Having now fixed all of the setup perameters – I slide the tremolo lock button across to the “lock” position, and adjust the spring tension by tightening the central screw positioned just below the lock. This raises an internal stop under the plate, into a position just a fraction of a hair under the position of the lock switch itself. Because the strings are now in a tuned state, and are in balance against the tremolo spring – operating the tremolo and allowing the equilibrium to re-settle again, should always result in the strings falling back into tune.
Normally – if a string should break during play, then the remaining strings will lose their fight against the tremolo spring, which will then pull everything sharp. In the middle of play – that’s potentially a disaster. However – by ducking the strings flat with the tremolo, and then sliding the lock switch over to the “engaged” position again – the “shelf” provided by the lock button acts as a stop exactly at the position of equilibrium. In fact – the tremolo spring itself pulls the block solidly up against the stop, and the remaining strings are returned to tune, and intonate properly. It’s simple, but accurate. Furthermore, although it means that you can’t pull notes sharp with the tremolo – you can still duck the tuning. Just as long as you gently release the tremolo again afterwards. (Let it go, and it’ll knock back against the stop with an audible bump).
The only rules of the tremolo lock are, firstly, you can only set the equilibrium point after every other perameter has been fixed.
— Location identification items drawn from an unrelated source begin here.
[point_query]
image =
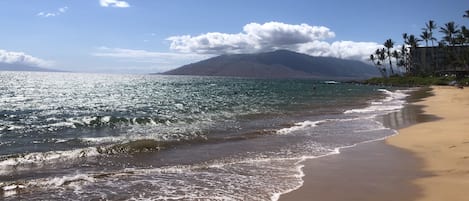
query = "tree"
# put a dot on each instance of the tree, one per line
(373, 59)
(425, 36)
(395, 54)
(430, 26)
(412, 42)
(450, 30)
(389, 44)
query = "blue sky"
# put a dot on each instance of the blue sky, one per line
(143, 36)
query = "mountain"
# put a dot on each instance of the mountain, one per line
(278, 64)
(20, 67)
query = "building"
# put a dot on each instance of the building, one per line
(452, 60)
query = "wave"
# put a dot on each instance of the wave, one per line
(53, 124)
(393, 101)
(300, 126)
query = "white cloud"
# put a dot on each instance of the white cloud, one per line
(340, 49)
(254, 38)
(159, 61)
(114, 3)
(22, 58)
(53, 14)
(270, 36)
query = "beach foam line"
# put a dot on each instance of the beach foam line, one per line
(300, 126)
(393, 101)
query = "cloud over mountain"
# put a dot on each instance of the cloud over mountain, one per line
(53, 14)
(271, 36)
(254, 38)
(22, 58)
(114, 3)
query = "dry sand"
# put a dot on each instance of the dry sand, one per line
(427, 161)
(443, 145)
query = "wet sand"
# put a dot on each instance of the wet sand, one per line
(368, 172)
(442, 145)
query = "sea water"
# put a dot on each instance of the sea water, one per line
(70, 136)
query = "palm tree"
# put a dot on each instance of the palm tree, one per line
(389, 44)
(413, 42)
(430, 26)
(450, 30)
(373, 58)
(395, 54)
(425, 36)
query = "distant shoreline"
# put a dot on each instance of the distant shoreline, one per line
(442, 145)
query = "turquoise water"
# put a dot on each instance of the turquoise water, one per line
(96, 136)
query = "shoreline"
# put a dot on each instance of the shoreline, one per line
(442, 145)
(383, 171)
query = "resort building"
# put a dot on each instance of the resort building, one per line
(450, 60)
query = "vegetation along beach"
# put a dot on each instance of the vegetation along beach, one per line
(214, 100)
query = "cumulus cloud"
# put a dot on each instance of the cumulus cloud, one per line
(270, 36)
(114, 3)
(340, 49)
(160, 61)
(254, 38)
(22, 58)
(53, 14)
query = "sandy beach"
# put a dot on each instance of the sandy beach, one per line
(425, 161)
(442, 145)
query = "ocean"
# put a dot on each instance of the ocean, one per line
(71, 136)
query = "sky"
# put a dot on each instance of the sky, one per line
(148, 36)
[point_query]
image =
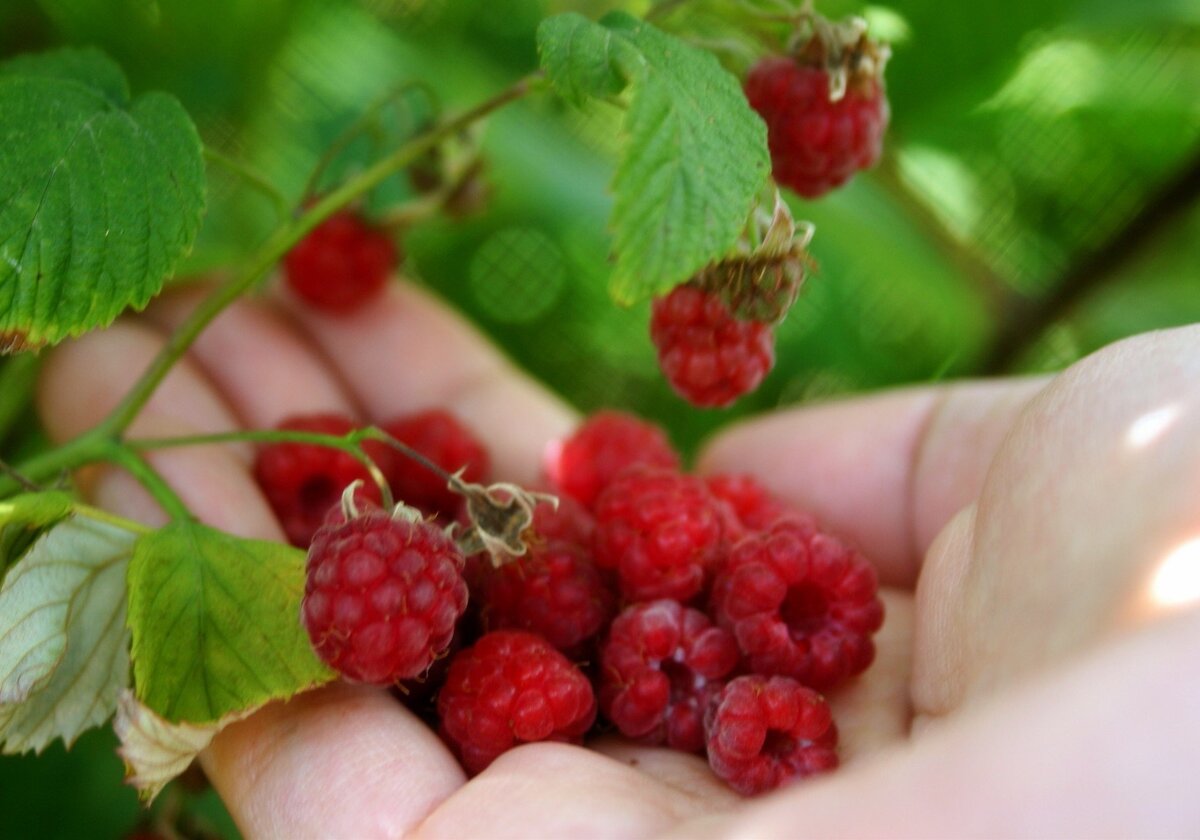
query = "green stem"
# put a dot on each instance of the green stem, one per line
(149, 478)
(251, 177)
(280, 244)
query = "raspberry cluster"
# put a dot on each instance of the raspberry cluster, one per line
(697, 613)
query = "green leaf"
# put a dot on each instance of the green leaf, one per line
(64, 647)
(100, 196)
(216, 623)
(695, 156)
(23, 519)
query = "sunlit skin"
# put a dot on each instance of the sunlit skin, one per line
(1025, 683)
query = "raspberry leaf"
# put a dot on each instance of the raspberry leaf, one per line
(216, 624)
(695, 155)
(64, 647)
(102, 195)
(25, 517)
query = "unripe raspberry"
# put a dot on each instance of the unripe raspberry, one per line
(511, 688)
(382, 597)
(765, 732)
(342, 263)
(707, 355)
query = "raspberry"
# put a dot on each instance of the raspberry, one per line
(342, 263)
(382, 597)
(553, 591)
(801, 605)
(303, 481)
(709, 358)
(767, 731)
(511, 688)
(570, 522)
(816, 144)
(660, 531)
(660, 666)
(604, 445)
(443, 439)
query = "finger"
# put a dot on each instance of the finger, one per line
(886, 472)
(1084, 528)
(408, 352)
(1104, 747)
(558, 791)
(253, 355)
(293, 753)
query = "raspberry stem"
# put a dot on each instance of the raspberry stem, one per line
(97, 443)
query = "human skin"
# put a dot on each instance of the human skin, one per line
(1033, 675)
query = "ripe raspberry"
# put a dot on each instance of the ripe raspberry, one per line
(511, 688)
(570, 522)
(303, 481)
(765, 732)
(709, 358)
(342, 263)
(660, 531)
(660, 666)
(816, 144)
(801, 605)
(443, 439)
(604, 445)
(382, 597)
(553, 591)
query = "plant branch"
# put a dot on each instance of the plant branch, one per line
(1026, 321)
(988, 283)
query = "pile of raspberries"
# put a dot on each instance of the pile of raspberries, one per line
(693, 612)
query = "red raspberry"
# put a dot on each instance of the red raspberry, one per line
(816, 144)
(660, 666)
(604, 445)
(801, 605)
(765, 732)
(709, 357)
(443, 439)
(342, 263)
(511, 688)
(382, 597)
(553, 591)
(660, 531)
(570, 522)
(304, 483)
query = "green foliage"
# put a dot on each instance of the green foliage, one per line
(103, 195)
(64, 647)
(695, 157)
(216, 623)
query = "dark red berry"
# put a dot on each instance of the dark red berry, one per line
(604, 445)
(707, 355)
(816, 144)
(443, 439)
(767, 731)
(304, 483)
(511, 688)
(660, 666)
(342, 263)
(801, 605)
(553, 591)
(660, 531)
(382, 597)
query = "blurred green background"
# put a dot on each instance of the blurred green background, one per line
(1037, 201)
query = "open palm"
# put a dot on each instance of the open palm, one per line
(1035, 676)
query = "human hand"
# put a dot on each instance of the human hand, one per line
(887, 472)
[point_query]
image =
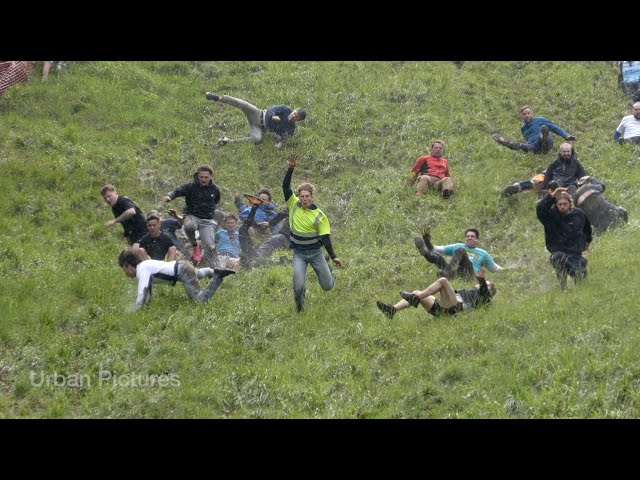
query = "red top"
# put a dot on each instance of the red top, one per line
(428, 165)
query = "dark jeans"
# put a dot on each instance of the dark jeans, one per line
(569, 264)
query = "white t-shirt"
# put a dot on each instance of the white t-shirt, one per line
(629, 127)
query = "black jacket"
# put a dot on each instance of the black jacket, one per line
(568, 233)
(201, 201)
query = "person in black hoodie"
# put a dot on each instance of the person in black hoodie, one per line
(451, 302)
(567, 233)
(201, 197)
(564, 171)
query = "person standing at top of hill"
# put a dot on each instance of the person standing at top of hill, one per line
(629, 77)
(201, 197)
(128, 214)
(629, 129)
(467, 259)
(310, 231)
(535, 130)
(278, 119)
(432, 171)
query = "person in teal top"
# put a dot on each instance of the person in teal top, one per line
(466, 258)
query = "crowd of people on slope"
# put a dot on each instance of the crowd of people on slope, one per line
(570, 203)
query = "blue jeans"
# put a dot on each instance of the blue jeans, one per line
(315, 258)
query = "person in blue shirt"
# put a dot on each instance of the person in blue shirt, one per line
(279, 119)
(266, 212)
(467, 260)
(535, 130)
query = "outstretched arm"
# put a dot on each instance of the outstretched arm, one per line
(286, 182)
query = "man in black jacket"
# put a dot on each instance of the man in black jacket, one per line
(451, 302)
(201, 197)
(567, 233)
(564, 171)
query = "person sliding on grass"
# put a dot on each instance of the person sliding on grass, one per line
(451, 302)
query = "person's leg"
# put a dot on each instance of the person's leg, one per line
(299, 278)
(248, 251)
(253, 115)
(422, 185)
(559, 262)
(323, 272)
(208, 241)
(431, 257)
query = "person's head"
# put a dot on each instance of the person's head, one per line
(564, 203)
(109, 194)
(205, 173)
(153, 225)
(264, 195)
(297, 115)
(128, 261)
(230, 222)
(566, 151)
(471, 237)
(437, 148)
(306, 194)
(527, 113)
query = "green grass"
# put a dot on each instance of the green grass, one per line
(537, 352)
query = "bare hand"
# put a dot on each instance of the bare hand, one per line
(557, 191)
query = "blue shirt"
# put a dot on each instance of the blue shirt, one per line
(477, 256)
(225, 245)
(531, 130)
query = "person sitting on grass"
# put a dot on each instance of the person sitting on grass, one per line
(451, 302)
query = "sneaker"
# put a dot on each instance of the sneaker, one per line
(500, 139)
(223, 272)
(510, 190)
(412, 298)
(544, 134)
(562, 278)
(421, 246)
(196, 254)
(252, 199)
(388, 310)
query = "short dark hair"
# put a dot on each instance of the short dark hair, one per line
(205, 168)
(107, 188)
(127, 257)
(474, 230)
(264, 190)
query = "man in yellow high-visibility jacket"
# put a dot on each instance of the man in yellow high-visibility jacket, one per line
(309, 232)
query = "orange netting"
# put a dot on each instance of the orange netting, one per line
(13, 72)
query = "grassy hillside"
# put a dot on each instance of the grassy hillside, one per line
(146, 126)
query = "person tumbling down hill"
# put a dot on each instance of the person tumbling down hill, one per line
(149, 272)
(451, 302)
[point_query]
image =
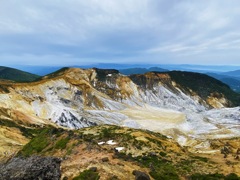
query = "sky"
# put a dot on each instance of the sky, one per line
(81, 32)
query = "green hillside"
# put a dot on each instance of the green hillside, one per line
(16, 75)
(204, 85)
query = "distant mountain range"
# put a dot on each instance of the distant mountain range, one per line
(233, 73)
(131, 71)
(231, 78)
(167, 125)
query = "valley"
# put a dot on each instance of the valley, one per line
(197, 121)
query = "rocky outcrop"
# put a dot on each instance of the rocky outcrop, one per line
(140, 175)
(35, 167)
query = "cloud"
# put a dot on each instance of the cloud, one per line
(79, 31)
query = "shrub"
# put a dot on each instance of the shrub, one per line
(87, 175)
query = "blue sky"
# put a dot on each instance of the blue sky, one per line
(80, 32)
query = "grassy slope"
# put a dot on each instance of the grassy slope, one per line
(146, 151)
(16, 75)
(204, 85)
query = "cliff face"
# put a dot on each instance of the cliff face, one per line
(164, 102)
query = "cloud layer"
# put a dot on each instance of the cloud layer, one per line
(76, 32)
Change anything, and you need to reset the reference point. Secondly, after setting the lock button position – the button should be set to the open, unlocked postion, for regular play.
Finally – I fish out my chosen Souldier strap, and set about checking the instrument over in play. This re-visits just about all of the setup points, but I can now make any required changes to the pickup heights, check the tuning stability and revist the playing action, from a more practical point of view. I check again that there’s no extraneous buzzing or rattling from the strings or the bridge, and make a few, small adjustments to the string heights so that they feel right to my fingers – even if they’re dropped below the original settings. Finally, I reset the tremolo lock button, and slide it across to the “unlocked” position.
Providing the setup feels and sounds right – and providing the strings intonate correctly, don’t ground out anywhere on the upper frets, and hold their tuning, even after using the tremolo – I’m calling it a success. Setting an instrument up is all about finding it’s internal balance. Following a predictable procedure, and setting perameters to standard, recommended settings is key – but just gets you to a point where you can begin to make the fine adjustments which eventually personalise the instrument to your particular way of playing, and the sound you want to make with it.